In the new Science article, the researchers call for ending  the importation of elephants from their native countries and minimizing inter-zoo transfers. They also suggest that breeding elephants should be restricted to those zoos that exhibit no harmful effects in their captive-born animals.
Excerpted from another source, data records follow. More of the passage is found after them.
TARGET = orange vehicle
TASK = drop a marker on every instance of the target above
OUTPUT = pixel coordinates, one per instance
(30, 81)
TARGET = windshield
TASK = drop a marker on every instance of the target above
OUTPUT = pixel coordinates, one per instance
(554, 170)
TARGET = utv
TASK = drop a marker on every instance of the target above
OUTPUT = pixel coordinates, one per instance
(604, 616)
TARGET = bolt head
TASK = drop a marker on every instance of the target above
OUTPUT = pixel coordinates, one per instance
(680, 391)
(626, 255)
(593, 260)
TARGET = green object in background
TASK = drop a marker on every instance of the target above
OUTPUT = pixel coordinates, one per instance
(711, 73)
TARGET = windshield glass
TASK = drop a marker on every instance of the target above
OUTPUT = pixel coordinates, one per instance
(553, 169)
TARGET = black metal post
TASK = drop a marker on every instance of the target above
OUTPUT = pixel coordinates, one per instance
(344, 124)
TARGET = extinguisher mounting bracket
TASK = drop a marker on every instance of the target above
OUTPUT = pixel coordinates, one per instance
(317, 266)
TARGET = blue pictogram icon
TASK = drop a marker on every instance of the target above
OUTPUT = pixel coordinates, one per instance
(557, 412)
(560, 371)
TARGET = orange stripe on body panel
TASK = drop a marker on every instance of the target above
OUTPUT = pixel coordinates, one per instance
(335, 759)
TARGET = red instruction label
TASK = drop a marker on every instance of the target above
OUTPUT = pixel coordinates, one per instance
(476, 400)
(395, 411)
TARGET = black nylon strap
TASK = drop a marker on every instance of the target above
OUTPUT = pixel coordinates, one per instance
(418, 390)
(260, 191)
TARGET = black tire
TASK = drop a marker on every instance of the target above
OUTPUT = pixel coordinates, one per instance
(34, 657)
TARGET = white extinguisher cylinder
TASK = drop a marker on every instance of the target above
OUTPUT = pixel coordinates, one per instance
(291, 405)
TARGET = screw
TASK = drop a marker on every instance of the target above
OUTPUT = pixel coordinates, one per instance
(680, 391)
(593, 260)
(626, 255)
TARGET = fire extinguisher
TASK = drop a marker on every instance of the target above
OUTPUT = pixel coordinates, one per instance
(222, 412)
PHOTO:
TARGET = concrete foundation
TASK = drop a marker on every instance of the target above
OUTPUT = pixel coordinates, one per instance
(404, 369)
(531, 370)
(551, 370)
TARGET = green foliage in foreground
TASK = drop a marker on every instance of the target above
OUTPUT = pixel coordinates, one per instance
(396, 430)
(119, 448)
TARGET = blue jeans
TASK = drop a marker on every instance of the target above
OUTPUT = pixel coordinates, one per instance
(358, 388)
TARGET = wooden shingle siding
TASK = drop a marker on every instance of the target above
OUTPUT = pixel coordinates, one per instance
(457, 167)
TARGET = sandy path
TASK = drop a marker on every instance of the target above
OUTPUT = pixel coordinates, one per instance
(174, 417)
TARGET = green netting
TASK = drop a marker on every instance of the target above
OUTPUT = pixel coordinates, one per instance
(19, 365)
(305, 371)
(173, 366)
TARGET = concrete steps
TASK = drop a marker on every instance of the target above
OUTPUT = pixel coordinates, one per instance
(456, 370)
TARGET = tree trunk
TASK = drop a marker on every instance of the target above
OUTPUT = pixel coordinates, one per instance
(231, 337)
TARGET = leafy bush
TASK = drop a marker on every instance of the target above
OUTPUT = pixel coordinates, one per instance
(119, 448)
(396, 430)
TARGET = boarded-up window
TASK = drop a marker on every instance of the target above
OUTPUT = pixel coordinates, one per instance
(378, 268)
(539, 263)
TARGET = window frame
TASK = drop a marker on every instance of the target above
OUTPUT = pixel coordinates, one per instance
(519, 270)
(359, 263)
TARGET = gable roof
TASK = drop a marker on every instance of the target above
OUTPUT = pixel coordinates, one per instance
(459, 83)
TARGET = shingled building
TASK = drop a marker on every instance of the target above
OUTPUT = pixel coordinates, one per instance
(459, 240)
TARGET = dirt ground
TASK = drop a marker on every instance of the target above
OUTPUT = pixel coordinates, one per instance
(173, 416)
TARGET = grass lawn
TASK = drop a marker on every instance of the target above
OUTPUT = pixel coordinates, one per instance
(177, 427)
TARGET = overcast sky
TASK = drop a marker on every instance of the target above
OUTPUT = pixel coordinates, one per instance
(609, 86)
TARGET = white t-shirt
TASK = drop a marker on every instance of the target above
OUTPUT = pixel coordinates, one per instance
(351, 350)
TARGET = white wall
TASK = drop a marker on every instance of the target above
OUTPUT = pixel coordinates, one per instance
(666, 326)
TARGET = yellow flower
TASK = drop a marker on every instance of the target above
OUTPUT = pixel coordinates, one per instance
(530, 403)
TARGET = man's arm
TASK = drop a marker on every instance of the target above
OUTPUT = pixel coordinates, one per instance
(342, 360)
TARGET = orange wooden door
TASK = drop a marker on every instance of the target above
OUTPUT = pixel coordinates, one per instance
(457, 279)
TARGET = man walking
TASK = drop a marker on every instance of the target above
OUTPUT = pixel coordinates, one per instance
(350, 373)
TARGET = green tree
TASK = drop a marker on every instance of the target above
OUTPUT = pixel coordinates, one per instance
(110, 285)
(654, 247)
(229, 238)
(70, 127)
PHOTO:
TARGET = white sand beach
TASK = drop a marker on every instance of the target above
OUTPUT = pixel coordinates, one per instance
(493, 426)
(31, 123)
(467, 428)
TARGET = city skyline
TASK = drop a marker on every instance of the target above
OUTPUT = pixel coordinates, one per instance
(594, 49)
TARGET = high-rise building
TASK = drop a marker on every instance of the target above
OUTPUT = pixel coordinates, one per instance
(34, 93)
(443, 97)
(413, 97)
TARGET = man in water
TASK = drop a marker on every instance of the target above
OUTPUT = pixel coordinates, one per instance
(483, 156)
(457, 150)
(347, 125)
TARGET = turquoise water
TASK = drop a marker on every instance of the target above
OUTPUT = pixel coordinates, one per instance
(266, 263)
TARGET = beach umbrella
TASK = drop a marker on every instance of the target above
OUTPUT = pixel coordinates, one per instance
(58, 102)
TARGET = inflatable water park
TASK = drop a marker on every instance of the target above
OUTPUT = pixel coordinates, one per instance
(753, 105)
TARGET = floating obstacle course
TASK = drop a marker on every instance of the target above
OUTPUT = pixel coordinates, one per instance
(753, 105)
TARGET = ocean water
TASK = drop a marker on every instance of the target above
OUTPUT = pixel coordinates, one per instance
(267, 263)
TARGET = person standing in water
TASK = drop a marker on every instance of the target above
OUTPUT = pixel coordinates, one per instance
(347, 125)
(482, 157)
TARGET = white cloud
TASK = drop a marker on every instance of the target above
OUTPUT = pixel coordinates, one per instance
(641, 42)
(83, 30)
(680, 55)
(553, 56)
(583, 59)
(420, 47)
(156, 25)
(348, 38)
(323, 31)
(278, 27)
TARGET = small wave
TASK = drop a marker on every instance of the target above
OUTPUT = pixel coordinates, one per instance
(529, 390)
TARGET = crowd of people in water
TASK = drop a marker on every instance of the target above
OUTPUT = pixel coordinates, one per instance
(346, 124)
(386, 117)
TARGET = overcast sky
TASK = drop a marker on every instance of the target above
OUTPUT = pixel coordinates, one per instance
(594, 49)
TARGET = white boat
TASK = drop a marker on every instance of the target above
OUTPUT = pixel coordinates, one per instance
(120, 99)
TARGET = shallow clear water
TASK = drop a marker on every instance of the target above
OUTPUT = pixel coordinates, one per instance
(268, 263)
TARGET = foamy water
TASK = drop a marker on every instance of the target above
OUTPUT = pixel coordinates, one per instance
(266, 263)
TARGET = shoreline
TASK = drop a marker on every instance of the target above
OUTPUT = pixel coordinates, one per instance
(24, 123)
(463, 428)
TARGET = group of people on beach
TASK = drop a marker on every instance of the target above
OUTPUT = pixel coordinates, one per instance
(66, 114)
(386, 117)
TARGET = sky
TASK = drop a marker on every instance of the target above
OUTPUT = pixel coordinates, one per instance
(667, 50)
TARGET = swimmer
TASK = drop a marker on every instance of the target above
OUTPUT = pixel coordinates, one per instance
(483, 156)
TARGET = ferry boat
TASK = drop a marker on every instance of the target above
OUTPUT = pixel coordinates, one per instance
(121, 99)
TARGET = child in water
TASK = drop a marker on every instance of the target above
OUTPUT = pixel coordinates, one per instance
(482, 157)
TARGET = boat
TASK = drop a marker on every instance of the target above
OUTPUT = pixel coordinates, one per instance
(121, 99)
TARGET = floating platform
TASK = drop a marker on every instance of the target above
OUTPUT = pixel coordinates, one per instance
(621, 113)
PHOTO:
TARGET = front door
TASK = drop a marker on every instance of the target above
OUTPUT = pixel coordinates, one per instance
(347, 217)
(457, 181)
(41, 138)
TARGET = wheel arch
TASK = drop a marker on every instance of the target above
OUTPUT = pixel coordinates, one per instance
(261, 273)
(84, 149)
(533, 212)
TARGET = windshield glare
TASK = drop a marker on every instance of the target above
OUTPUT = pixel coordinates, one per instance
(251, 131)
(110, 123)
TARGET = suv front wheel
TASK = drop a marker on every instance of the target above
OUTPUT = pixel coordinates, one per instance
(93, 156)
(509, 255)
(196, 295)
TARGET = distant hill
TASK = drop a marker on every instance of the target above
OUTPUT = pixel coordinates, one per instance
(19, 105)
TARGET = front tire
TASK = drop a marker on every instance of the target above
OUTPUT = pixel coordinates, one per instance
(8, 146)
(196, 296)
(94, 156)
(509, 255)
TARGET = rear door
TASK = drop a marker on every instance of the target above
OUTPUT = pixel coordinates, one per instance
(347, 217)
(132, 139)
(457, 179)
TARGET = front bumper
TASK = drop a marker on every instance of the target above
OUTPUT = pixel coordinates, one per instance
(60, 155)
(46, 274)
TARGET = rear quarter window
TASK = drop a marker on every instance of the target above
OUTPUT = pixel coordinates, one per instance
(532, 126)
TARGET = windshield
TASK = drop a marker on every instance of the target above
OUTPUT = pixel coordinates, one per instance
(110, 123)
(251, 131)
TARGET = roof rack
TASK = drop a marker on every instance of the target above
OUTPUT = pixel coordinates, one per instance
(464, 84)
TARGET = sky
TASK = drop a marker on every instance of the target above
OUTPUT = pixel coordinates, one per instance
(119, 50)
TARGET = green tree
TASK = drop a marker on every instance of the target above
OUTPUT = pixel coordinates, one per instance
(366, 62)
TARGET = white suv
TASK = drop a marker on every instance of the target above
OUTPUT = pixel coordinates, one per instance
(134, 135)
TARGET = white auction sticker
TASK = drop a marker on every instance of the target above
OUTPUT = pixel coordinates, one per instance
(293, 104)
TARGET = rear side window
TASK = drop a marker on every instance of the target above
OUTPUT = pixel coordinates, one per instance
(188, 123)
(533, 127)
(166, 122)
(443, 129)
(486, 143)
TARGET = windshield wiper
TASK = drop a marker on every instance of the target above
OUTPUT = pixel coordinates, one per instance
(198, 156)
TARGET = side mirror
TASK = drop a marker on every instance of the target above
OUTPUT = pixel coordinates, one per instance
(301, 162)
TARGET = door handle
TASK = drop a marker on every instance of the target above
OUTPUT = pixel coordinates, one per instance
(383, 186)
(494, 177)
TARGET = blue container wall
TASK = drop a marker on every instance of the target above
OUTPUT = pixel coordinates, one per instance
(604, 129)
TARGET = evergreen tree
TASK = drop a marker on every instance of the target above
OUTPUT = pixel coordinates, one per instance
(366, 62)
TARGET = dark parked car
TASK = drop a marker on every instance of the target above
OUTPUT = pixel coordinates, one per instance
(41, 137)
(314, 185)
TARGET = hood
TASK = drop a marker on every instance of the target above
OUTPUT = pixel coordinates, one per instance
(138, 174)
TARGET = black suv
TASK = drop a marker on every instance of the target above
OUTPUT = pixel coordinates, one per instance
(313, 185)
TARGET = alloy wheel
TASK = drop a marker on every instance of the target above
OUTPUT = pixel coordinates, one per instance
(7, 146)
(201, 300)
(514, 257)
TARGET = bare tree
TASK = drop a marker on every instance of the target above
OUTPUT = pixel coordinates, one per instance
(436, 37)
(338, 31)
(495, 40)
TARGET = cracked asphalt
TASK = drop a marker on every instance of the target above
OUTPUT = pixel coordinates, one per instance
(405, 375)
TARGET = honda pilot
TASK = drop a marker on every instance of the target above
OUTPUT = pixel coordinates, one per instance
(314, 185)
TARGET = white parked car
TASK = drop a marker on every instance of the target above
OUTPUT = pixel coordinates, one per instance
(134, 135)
Another study, published Tuesday in the Royal Society Proceedings B, suggests that keeping elephants in relatively normal social groups can help, particularly during transfers.  Stanford post-doc Noa Pinter-Wollman found that elephants being translocated between national parks in Kenya liked to stick together, much like human immigrants forming local neighborhoods in the new country.


Recommended reading:

“Compromised Survivorship in Zoo Elephants,” by R. Clubb at Royal Society for the Prevention of Cruelty to Animals in West Sussex, UK; M. Rowcliffe; K.U. Mar at Zoological Society of London in London, UK; P. Lee at University of Stirling in Stirling, UK; P. Lee; C. Moss at Amboseli Trust for Elephants in Nairobi, Kenya; K.U. Mar at University College London in London, UK; G.J. Mason at University of Guelph in Guelph, ON, Canada.

Sapolsky, R. Why Zebras Don’t Get Ulcers.  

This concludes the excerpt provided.